Learning a Reversible Embedding Mapping using Bi-Directional Manifold Alignment
Ashwinkumar Ganesan, Francis Ferraro, Tim Oates

TL;DR
This paper introduces Bi-Directional Manifold Alignment (BDMA), a method for learning bijective, non-linear mappings between two manifolds, significantly reducing model count and enabling effective bidirectional language translation.
Contribution
The paper presents a novel BDMA approach that explicitly trains a bijective mapping between manifolds, reducing the number of models needed for language translation tasks.
Findings
BDMA reduces the number of models by 50%.
Models trained with BDMA perform well in reverse translation.
BDMA decreases overall model size.
Abstract
We propose a Bi-Directional Manifold Alignment (BDMA) that learns a non-linear mapping between two manifolds by explicitly training it to be bijective.

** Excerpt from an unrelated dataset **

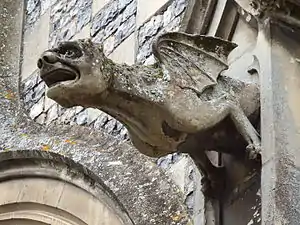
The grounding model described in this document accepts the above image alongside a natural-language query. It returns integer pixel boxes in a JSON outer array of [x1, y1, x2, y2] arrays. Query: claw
[[201, 167, 226, 198], [246, 144, 261, 160]]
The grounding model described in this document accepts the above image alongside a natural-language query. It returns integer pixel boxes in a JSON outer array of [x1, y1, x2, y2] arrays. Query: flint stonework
[[38, 32, 260, 195]]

We demonstrate BDMA by training a model for a pair of languages rather than individual, directed source and target combinations, reducing the number of models by 50%. We show that models trained with BDMA in the "forward" (source to target) direction can successfully map words in the "reverse" (target to source) direction, yielding equivalent (or better) performance to standard unidirectional translation models where the source and target language is flipped. We also show how BDMA reduces the overall size of the model.